This seems to be the result of adjudications in other states of the Union, on questions similar, if not identical.in principle, with the one under discussion in this case. See Browning v. Hanford, 5 Hill (N. Y.), 588; Moore v. Westervelt, 27 N. Y. Rep. 234; Bridges v. Perry, 14 Verm. 262; Conover v. Galewood, 2 A. K. Mar. 566. Under such a seizure, the sheriff does not hold the boat strictly as a bailee ; because there cannot be a bailment without a contract. 2 Kent, 559; 2 Black. Com. 395, 451; Jones on Bailments, 117; Story on Bailments, § 2. He is an officer of the court, and holds the boat in that character. Judge Story classes such officers as “ special, or quasi bailees for hire.” And he states it as the settled law, that “ if the property in, their custody ” is lost or injured, by any negligence, or dishonest execution of the trust, they are liable in damages. But they are not liable, as of course, because there has been a loss by embezzlement or theft. In order to charge them in such cases, the loss must have arisen from the culpable neglect, or fraud, either of themselves, or of the agents or servants employed by and under them. And it seems that the court places such confidence in its officers, that it will require some proof at least of negligence or fraud in them, or their subordinates or servants, before it will throw the burden of proof upon them to exonerate themselves from the charge. The degree of diligence, which officers of court are bound to exert in the custody of property, seems to be such ordinary diligence as belongs to a prudent and honest discharge of their duties, and such as is required of all persons who receive compensation for their services. Story on Bailments, §§ 613, 620, 124-135; also, Burke v. Trevitt, 1 Mason’s R. 96, 101; The Hoop, 4 Rob. R. 145; The Rends-*552berg, 6 Rob. R. 142, 157, 159, and cases supra. I have not been able to find any American case that goes beyond the principles thus stated.

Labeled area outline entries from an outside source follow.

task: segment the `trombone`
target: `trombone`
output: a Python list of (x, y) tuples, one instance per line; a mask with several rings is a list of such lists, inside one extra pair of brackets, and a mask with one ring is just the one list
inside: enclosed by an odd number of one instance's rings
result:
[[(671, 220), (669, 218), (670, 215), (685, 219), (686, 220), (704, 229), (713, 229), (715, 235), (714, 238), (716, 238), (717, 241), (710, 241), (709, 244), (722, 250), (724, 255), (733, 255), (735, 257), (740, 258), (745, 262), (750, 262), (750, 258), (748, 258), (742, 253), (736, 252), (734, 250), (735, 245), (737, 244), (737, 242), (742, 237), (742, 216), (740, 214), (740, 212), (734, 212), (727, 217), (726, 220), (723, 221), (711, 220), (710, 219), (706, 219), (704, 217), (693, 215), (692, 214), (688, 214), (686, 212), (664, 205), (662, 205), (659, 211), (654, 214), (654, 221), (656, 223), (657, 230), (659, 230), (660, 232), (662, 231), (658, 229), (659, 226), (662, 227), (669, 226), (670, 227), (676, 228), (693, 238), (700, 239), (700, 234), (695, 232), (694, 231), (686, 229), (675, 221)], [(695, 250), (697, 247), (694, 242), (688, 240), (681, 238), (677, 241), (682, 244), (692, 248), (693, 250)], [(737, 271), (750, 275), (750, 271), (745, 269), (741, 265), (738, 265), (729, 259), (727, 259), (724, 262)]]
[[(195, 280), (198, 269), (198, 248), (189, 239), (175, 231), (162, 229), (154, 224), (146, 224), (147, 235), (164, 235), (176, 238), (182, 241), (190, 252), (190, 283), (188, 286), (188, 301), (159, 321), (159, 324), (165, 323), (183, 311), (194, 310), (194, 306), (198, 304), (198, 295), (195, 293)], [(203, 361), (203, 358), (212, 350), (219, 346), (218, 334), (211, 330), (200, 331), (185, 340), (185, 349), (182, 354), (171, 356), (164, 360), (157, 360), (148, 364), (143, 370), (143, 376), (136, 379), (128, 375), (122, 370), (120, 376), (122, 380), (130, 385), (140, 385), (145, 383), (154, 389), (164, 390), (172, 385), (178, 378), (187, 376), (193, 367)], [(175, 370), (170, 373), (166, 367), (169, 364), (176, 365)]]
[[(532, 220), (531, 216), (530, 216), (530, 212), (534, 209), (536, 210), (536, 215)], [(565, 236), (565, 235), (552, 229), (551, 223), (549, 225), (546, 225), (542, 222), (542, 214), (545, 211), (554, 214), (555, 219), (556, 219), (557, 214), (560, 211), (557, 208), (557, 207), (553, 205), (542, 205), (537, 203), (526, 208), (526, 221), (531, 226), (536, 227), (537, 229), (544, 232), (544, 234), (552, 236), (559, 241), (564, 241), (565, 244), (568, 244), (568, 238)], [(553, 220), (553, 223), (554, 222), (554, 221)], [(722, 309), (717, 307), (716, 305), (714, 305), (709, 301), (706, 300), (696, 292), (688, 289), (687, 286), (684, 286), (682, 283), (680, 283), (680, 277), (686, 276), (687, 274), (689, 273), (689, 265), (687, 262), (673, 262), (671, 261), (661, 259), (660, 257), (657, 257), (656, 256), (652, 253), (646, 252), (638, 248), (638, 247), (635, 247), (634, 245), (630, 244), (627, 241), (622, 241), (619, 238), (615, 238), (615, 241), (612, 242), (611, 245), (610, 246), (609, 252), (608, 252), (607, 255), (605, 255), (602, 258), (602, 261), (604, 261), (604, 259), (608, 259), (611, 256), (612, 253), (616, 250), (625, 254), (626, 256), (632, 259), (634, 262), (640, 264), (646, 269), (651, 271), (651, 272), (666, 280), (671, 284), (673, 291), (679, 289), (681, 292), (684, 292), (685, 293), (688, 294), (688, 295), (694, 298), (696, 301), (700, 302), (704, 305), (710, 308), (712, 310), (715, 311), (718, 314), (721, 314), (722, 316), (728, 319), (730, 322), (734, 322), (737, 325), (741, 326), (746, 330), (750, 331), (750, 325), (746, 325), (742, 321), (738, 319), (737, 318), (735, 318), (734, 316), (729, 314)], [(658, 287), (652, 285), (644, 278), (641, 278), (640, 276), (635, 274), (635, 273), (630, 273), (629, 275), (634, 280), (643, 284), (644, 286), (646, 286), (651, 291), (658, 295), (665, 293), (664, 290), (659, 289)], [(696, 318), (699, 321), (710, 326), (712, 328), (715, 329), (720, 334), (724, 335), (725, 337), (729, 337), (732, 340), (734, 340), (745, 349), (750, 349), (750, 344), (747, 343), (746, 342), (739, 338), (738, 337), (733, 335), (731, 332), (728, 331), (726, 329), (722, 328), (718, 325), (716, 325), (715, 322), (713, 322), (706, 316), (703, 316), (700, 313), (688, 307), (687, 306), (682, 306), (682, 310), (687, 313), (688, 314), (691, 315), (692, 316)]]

In the enactment of the statutes out of which the sheriff’s liability springs up in this case, the legislature must be presumed to have been familiar with the principles of law above stated, which governed and limited the duties and liabilities of officers of court in similar cases. In such case, the presumption is, that when like duties are required, only like responsibilities are intended to be imposed. In this view of the law, the second charge asked by the defendants in the court below should have been given. That charge is in these words. [ Vide supra.] The refusal of this charge was error. And for like reasons, the charges given, and excepted to by the defendants below, were incorrect.
The judgment of the court below is reversed, and the cause is remanded for a new trial.